You should not be shocked that the number 10% is so small. The same conclusion applies to other years, not just 1998, and for most others, the criterion is satisfied and they are not followed by a period of 7 cooler years. Everything morally agrees with the rules of chance, of course. In the short term, you can't really see any problems with the Brownian motion model, except that it is probably better than the "independent years" model.
William obtained a pretty good numerical result for the second task - and you may ask whether it is good news or bad news. It could be good news because he can calculate at least something. Let me offer you an alternative explanation. It is a bad news because it shows that he may have had the correct program but he does not know how to use it. More precisely, he does not understand that he must repeat the simulation a sufficient number of times for the average of his results to be close to the actual results. And he should actually try to figure out what is the variance of the results generated by the Monte Carlo methods, as long as we want to call it repeatable science.
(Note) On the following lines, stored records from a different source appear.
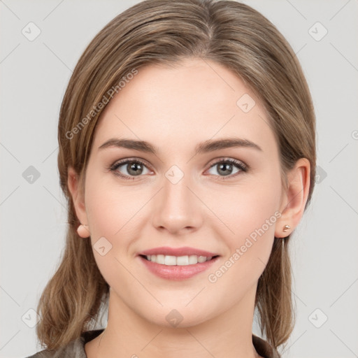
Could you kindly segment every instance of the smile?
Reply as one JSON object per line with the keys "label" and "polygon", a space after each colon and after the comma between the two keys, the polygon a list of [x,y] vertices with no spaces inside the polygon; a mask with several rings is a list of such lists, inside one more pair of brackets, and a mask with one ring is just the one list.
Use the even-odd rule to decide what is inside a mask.
{"label": "smile", "polygon": [[217,256],[197,256],[196,255],[187,255],[187,256],[171,256],[166,255],[143,255],[143,257],[148,261],[155,262],[160,265],[166,266],[188,266],[195,265],[198,263],[202,264],[206,261],[210,261],[213,257]]}

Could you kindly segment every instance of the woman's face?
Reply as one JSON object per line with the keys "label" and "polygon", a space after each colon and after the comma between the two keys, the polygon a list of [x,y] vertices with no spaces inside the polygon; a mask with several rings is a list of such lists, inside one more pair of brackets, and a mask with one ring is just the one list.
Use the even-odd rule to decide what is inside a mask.
{"label": "woman's face", "polygon": [[[242,80],[201,59],[140,69],[110,100],[97,124],[76,211],[89,225],[96,264],[118,307],[161,325],[182,320],[185,327],[241,302],[253,305],[282,229],[278,150],[268,122]],[[124,138],[145,141],[155,152],[116,145]],[[208,145],[225,138],[242,144]],[[150,250],[168,255],[157,257],[159,263],[140,256]],[[173,264],[194,262],[198,250],[217,257]]]}

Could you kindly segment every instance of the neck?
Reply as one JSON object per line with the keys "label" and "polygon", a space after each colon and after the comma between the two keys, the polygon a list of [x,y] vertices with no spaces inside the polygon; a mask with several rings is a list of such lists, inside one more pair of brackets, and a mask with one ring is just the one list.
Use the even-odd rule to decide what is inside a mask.
{"label": "neck", "polygon": [[86,354],[89,358],[257,358],[252,341],[255,293],[254,286],[231,309],[220,312],[218,307],[218,314],[208,320],[173,327],[145,320],[111,290],[107,327],[86,344]]}

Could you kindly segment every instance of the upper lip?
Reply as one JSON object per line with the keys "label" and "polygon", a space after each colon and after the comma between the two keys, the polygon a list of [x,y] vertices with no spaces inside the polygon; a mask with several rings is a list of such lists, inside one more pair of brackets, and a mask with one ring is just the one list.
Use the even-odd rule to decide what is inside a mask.
{"label": "upper lip", "polygon": [[210,252],[204,250],[196,249],[194,248],[169,248],[168,246],[162,246],[161,248],[155,248],[150,250],[145,250],[139,252],[139,255],[148,256],[150,255],[164,255],[169,256],[205,256],[206,257],[218,256],[217,254]]}

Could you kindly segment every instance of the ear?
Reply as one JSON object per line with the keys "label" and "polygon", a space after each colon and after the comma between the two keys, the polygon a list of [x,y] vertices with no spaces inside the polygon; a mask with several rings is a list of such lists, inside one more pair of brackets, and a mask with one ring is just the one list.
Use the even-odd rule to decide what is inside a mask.
{"label": "ear", "polygon": [[80,187],[78,174],[71,166],[69,167],[67,185],[72,196],[77,217],[81,224],[87,224],[87,217],[85,205],[85,190]]}
{"label": "ear", "polygon": [[[305,210],[310,189],[310,164],[308,159],[301,158],[287,174],[287,187],[282,194],[280,212],[281,217],[277,221],[275,236],[288,236],[297,227]],[[291,228],[286,232],[285,225]]]}

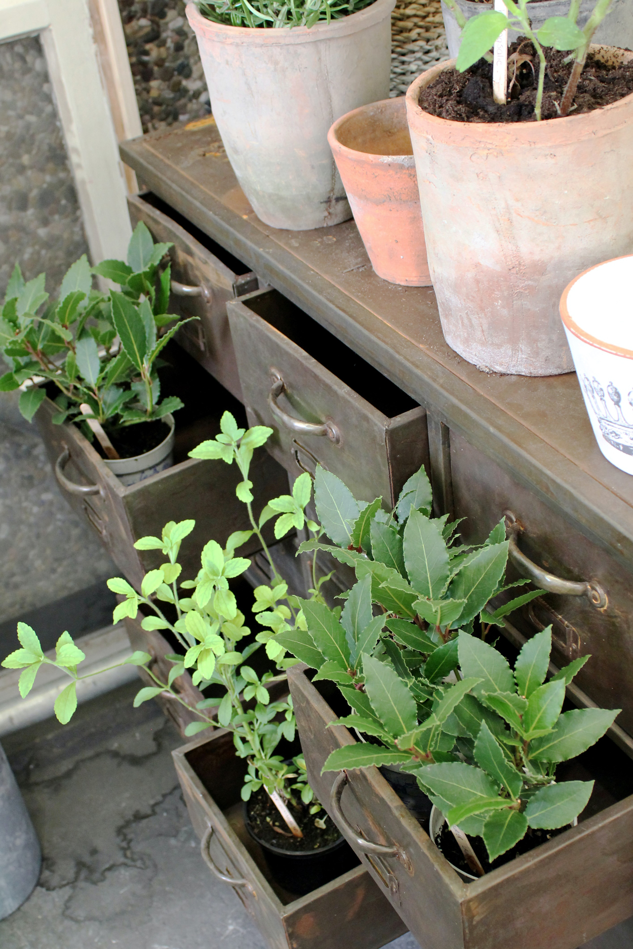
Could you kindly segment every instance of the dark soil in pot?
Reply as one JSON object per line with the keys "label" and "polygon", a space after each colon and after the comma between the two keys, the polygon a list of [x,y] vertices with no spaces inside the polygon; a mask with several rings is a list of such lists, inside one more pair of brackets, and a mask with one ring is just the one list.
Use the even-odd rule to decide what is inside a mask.
{"label": "dark soil in pot", "polygon": [[[154,421],[141,421],[138,425],[125,425],[121,428],[108,428],[105,434],[119,452],[121,458],[134,458],[137,455],[144,455],[157,448],[169,435],[169,425],[161,419]],[[92,447],[102,458],[107,457],[97,438]]]}
{"label": "dark soil in pot", "polygon": [[[484,844],[481,837],[470,837],[471,847],[475,850],[479,860],[479,863],[483,866],[486,873],[491,870],[495,870],[497,866],[503,866],[504,864],[509,864],[515,857],[520,857],[524,853],[529,853],[530,850],[533,850],[535,847],[540,847],[541,844],[547,844],[549,840],[552,837],[558,837],[560,833],[564,833],[568,830],[571,827],[568,824],[565,828],[557,828],[556,830],[535,830],[533,828],[528,828],[528,832],[520,840],[515,847],[512,849],[507,850],[506,853],[502,853],[500,857],[493,860],[492,863],[488,859],[488,850],[486,849],[486,845]],[[468,865],[464,860],[464,855],[462,854],[457,842],[451,833],[448,824],[444,823],[441,826],[441,829],[438,835],[436,837],[435,841],[438,847],[444,854],[446,859],[454,866],[456,866],[463,873],[473,874],[472,868]]]}
{"label": "dark soil in pot", "polygon": [[[263,788],[244,804],[247,830],[262,847],[280,886],[304,896],[358,865],[358,857],[325,810],[310,814],[303,805],[290,809],[303,837],[292,836]],[[315,819],[325,822],[325,829]]]}
{"label": "dark soil in pot", "polygon": [[[525,38],[512,43],[508,50],[509,57],[517,51],[521,60],[524,56],[528,60],[519,63],[513,83],[512,60],[509,62],[509,97],[505,105],[497,105],[493,99],[493,64],[480,59],[465,72],[457,72],[456,69],[441,72],[422,89],[419,107],[430,115],[452,121],[535,121],[538,57],[532,44]],[[556,119],[559,115],[556,103],[560,104],[571,71],[571,64],[563,62],[568,55],[557,49],[545,49],[548,69],[541,112],[543,119]],[[589,53],[569,116],[610,105],[631,93],[633,62],[624,65],[609,65]]]}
William's large numerical error is kind of baffling because one second of computer time should be enough to find the correct results with the accuracy of several digits. Do the math. Repeat the simple history "N" times (less than a microsecond in this case!), and the relative error should go down like "1/sqrt(N)". You should get 3 valid digits within 1 second (million of microseconds).
This seems to confirm the hypothesis that no one has yet told them that they should estimate the error margin of their climate predictions. It really seems that they imagine that "Monte Carlo" programs should behave just like the casinos in Monte Carlo. Try your good luck five times, and when you're lucky and you win $100,000 or +8 Celsius degrees of warming per century, go home, turn your computer off, and celebrate! (And publish it, too.)
The CPU time could have been too expensive for William to reduce the error below 60%. But one can then ask How many times did they actually run the "real" climate models that have a million times as many variables and many thousand times as finer time resolution? Once? Or twice, choosing the "better" answer? And this single run not only predicts the future but also simultaneously validates the thousands of assumptions and parameters in the model, does not it? Because the calculation leads to the Big Crunch singularity of global warming and moreover also shows the warming in the present era, then the hundreds of assumptions must be correct, right?
Meanwhile, in India, as of today, the recent extreme record cold has killed 200 people. If you help to pay the money to Kyoto+ protocols designed to cool the planet, you may help to double such numbers. You will also help to further improve the snow record in Japan.